Output is text-only — Nemotron 3 Nano Omni doesn't generate images, audio, or video. For end-to-end multimodal generation you still need a stack: Nano Omni for perception, then a generative model for output.

It's also a perception sub-agent in NVIDIA's intended design — not a planner. NVIDIA explicitly positions Nano Omni alongside Nemotron 3 Super or Ultra for execution and planning. Don't ask it to drive complex multi-step reasoning on its own.

The Bottom Line

Nemotron 3 Nano Omni is the first open multimodal model that meaningfully replaces a stitched perception pipeline with a single set of weights.

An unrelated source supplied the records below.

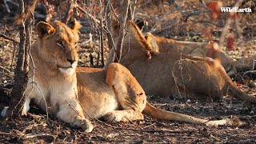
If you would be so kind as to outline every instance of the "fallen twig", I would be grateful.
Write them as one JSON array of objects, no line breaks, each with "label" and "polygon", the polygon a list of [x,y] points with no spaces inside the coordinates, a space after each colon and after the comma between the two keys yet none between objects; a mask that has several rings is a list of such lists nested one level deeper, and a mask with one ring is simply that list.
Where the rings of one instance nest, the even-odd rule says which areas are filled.
[{"label": "fallen twig", "polygon": [[8,40],[10,40],[10,41],[12,41],[12,42],[15,42],[15,43],[18,43],[18,42],[16,41],[15,39],[10,38],[7,37],[7,36],[5,35],[5,34],[0,34],[0,37],[2,37],[2,38],[6,38],[6,39],[8,39]]},{"label": "fallen twig", "polygon": [[6,69],[6,68],[5,68],[5,67],[3,67],[3,66],[0,66],[0,69],[6,71],[6,73],[9,73],[9,74],[11,73],[11,71],[10,71],[10,70],[8,70],[8,69]]}]

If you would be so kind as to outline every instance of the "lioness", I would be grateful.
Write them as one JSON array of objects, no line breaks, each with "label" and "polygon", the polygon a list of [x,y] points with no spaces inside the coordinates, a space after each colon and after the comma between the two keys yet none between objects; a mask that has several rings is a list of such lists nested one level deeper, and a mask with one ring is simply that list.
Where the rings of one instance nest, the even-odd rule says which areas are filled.
[{"label": "lioness", "polygon": [[87,132],[93,130],[90,118],[132,121],[143,119],[142,113],[165,120],[212,126],[232,124],[228,118],[207,121],[154,107],[146,102],[145,92],[134,77],[121,64],[110,64],[107,70],[76,69],[79,27],[76,21],[70,27],[58,21],[52,25],[38,24],[38,37],[31,46],[31,77],[22,114],[26,114],[34,99],[42,110]]},{"label": "lioness", "polygon": [[150,46],[157,52],[212,58],[221,62],[221,65],[224,67],[228,75],[233,76],[237,74],[237,70],[234,66],[234,62],[230,59],[224,51],[218,49],[216,42],[207,43],[178,41],[154,36],[150,32],[146,33],[145,38]]},{"label": "lioness", "polygon": [[[220,98],[227,93],[242,101],[256,102],[256,97],[238,89],[223,67],[212,58],[155,52],[133,22],[126,22],[126,30],[120,62],[130,70],[147,94],[172,97],[178,94],[186,98],[206,99]],[[114,41],[118,42],[118,21],[111,21],[110,30]],[[106,67],[114,54],[113,48]]]}]

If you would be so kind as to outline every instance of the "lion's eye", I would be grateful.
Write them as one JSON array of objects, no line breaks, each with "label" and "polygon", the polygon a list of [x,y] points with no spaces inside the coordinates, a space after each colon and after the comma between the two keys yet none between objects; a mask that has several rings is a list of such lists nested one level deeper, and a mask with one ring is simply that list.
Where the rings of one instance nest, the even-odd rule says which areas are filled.
[{"label": "lion's eye", "polygon": [[57,45],[61,46],[61,47],[64,47],[64,45],[62,42],[57,42]]},{"label": "lion's eye", "polygon": [[74,46],[78,46],[78,42],[74,42]]}]

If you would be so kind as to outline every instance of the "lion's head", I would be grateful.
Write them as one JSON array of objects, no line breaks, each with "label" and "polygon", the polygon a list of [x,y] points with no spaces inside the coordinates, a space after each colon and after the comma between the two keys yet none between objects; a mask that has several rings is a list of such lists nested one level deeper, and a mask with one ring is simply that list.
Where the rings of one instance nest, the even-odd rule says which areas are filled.
[{"label": "lion's head", "polygon": [[80,23],[75,19],[70,23],[67,26],[59,21],[40,22],[37,26],[38,56],[52,70],[65,74],[74,74],[78,63]]}]

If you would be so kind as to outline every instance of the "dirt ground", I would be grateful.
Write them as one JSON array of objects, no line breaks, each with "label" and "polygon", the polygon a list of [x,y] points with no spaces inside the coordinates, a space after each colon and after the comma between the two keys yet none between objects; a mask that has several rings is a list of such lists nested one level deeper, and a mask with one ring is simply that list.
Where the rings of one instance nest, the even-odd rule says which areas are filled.
[{"label": "dirt ground", "polygon": [[238,126],[206,126],[167,122],[146,117],[128,123],[93,121],[94,130],[83,133],[33,108],[21,120],[2,119],[0,142],[88,142],[88,143],[254,143],[256,142],[256,106],[226,98],[224,101],[202,102],[154,97],[150,102],[159,108],[209,119],[231,115],[242,121]]},{"label": "dirt ground", "polygon": [[[190,1],[177,1],[180,8],[193,10],[194,5]],[[173,6],[167,2],[154,3],[138,1],[137,15],[135,18],[148,21],[146,31],[153,34],[179,40],[194,42],[207,42],[209,38],[203,37],[203,30],[208,27],[212,30],[214,39],[218,40],[223,18],[209,22],[198,22],[200,18],[210,21],[210,14],[206,13],[191,16],[187,22],[182,19],[180,11],[174,10]],[[192,2],[192,1],[191,1]],[[209,2],[210,1],[205,1]],[[14,25],[14,13],[6,12],[6,6],[0,2],[0,34],[18,41],[18,32]],[[11,5],[9,3],[9,5]],[[254,14],[255,13],[254,13]],[[183,15],[186,14],[185,13]],[[224,50],[233,59],[254,54],[256,49],[256,15],[240,17],[241,27],[243,28],[242,38],[235,33],[236,40],[234,50]],[[245,19],[244,19],[245,18]],[[225,19],[225,18],[224,18]],[[92,46],[88,42],[90,38],[86,18],[79,19],[83,25],[81,30],[79,50],[80,66],[92,66],[90,63],[90,52],[92,53],[94,65],[97,65],[98,42]],[[195,21],[197,20],[197,21]],[[236,31],[234,23],[231,29]],[[33,35],[34,38],[35,34]],[[98,42],[98,43],[97,43]],[[13,60],[17,53],[17,46],[9,40],[0,38],[0,90],[6,88],[6,93],[0,90],[0,110],[8,106],[11,98],[8,88],[13,83],[15,61]],[[108,56],[106,42],[104,42],[105,60]],[[100,65],[100,64],[99,64]],[[246,93],[255,94],[255,81],[244,80],[239,73],[234,81],[238,86]],[[242,84],[240,84],[242,83]],[[7,94],[7,95],[6,95]],[[235,100],[229,96],[222,100],[214,102],[201,102],[198,100],[170,99],[158,96],[148,95],[148,101],[154,106],[178,113],[190,114],[209,120],[222,119],[237,116],[242,122],[234,126],[207,126],[200,124],[190,124],[178,122],[167,122],[153,119],[145,116],[144,121],[130,122],[106,122],[92,120],[94,130],[84,133],[82,130],[70,126],[68,124],[58,120],[54,115],[47,115],[32,105],[28,116],[21,119],[10,119],[0,116],[0,143],[255,143],[256,142],[256,105],[250,105]]]}]

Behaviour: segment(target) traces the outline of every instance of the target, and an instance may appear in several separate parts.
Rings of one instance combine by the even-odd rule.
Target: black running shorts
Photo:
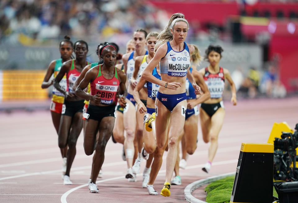
[[[105,117],[112,116],[115,117],[115,105],[99,106],[89,104],[87,109],[87,113],[90,115],[88,119],[98,121],[100,122]]]

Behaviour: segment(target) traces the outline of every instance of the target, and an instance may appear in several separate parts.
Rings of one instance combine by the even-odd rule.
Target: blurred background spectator
[[[220,65],[232,73],[239,96],[298,92],[298,0],[2,0],[0,76],[13,69],[45,70],[60,57],[66,35],[88,42],[91,62],[103,42],[116,43],[123,53],[134,30],[159,31],[178,12],[189,23],[187,42],[202,55],[210,44],[223,47]],[[11,80],[7,77],[3,81]],[[12,99],[1,85],[0,101]]]

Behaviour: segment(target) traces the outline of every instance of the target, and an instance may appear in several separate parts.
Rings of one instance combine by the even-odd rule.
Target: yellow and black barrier
[[[242,143],[230,203],[271,203],[274,145]]]

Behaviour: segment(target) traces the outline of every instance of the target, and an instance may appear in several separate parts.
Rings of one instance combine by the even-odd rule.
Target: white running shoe
[[[171,181],[171,185],[180,185],[181,184],[181,178],[180,176],[176,176]]]
[[[91,193],[98,193],[99,190],[97,188],[97,186],[93,183],[88,184],[88,187],[89,188],[89,191]]]
[[[179,162],[179,167],[183,169],[185,169],[187,164],[187,162],[186,162],[186,160],[184,159],[182,159],[180,160],[180,161]]]
[[[101,169],[99,171],[99,173],[98,174],[98,175],[97,177],[98,178],[102,178],[102,170]]]
[[[147,152],[144,149],[143,147],[142,148],[141,151],[142,152],[142,157],[143,157],[143,158],[145,160],[148,160],[149,158],[149,154],[147,153]]]
[[[142,188],[144,188],[147,187],[147,184],[149,181],[150,173],[143,174],[143,183],[142,183]]]
[[[128,179],[129,182],[137,182],[137,175],[134,174],[133,174],[133,177],[131,178]]]
[[[72,185],[72,182],[70,181],[69,176],[66,175],[63,177],[63,185]]]
[[[209,162],[207,162],[205,165],[205,166],[203,168],[202,168],[202,170],[207,173],[208,173],[208,172],[209,172],[209,171],[210,170],[210,168],[211,168],[211,164],[210,164],[210,163]]]
[[[123,149],[122,150],[122,159],[124,161],[126,161],[126,157],[125,156],[125,151],[124,150],[124,146],[123,146]]]
[[[131,168],[127,169],[127,173],[125,176],[125,178],[131,178],[133,176],[133,170]]]
[[[138,157],[137,157],[134,164],[133,166],[133,173],[135,174],[137,174],[140,173],[141,170],[141,163],[143,161],[143,159],[139,159]]]
[[[62,158],[62,174],[64,175],[66,172],[66,164],[67,163],[67,158],[63,157]]]
[[[157,195],[157,192],[154,189],[154,188],[153,187],[153,185],[147,185],[147,189],[148,190],[148,192],[149,195]]]

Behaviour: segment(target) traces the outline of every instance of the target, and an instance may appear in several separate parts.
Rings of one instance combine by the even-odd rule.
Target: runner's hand
[[[179,87],[181,86],[181,82],[169,82],[168,83],[167,88],[170,90],[177,90]]]
[[[65,99],[68,101],[72,101],[74,98],[74,95],[67,91],[65,92]]]
[[[201,94],[201,88],[196,83],[192,84],[192,87],[195,89],[195,94],[196,95]]]
[[[123,108],[126,107],[126,102],[125,100],[125,98],[124,97],[122,97],[120,98],[120,99],[119,100],[118,102],[119,102],[119,105]]]
[[[144,113],[147,112],[147,108],[143,102],[141,102],[138,106],[139,106],[139,112],[140,113]]]
[[[237,105],[237,99],[236,97],[233,96],[231,99],[231,102],[233,103],[233,105],[234,106],[236,106]]]
[[[131,86],[133,89],[134,89],[137,84],[138,81],[137,81],[136,80],[134,80],[133,79],[130,79],[130,85]]]
[[[94,101],[96,104],[100,104],[102,101],[102,99],[100,98],[100,93],[99,94],[96,94],[95,95],[92,95],[92,101]]]

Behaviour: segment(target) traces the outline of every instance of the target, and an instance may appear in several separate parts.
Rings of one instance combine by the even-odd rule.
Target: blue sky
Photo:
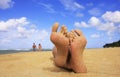
[[[55,22],[80,29],[86,48],[120,40],[120,0],[0,0],[0,49],[53,48]]]

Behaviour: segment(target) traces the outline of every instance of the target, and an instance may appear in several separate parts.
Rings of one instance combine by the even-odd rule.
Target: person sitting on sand
[[[41,44],[39,43],[39,44],[38,44],[38,51],[41,51],[41,49],[42,49],[42,46],[41,46]]]
[[[36,45],[35,45],[35,43],[33,43],[32,48],[33,48],[33,51],[36,51]]]
[[[83,51],[87,40],[80,30],[67,31],[62,26],[60,32],[58,23],[52,27],[50,40],[55,45],[53,48],[54,62],[56,66],[72,69],[76,73],[86,73],[87,68],[83,61]]]

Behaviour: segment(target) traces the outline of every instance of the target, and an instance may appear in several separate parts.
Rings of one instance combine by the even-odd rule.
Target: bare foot
[[[55,23],[53,25],[50,40],[56,47],[53,49],[53,54],[55,50],[55,64],[57,66],[63,67],[66,64],[67,60],[69,39],[65,37],[65,29],[67,28],[65,26],[62,26],[60,32],[57,32],[58,26],[58,23]]]
[[[87,40],[80,30],[74,30],[70,35],[71,68],[76,73],[85,73],[87,68],[83,61],[83,51]]]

The 9x throughput claim isn't a benchmark stunt — it falls out of running 3B active parameters in one pass instead of running three separate models in three passes.

If you're building agents that need to look at a screen, listen to a meeting, read a document, and answer in real time, your perception layer just got 30B parameters smaller and the seams disappeared. The ecosystem (Aible, Palantir, Foxconn, H Company, Eka Care) is already there.

The only frontier left for open multimodal: generation. NVIDIA didn't ship that this round. Someone will.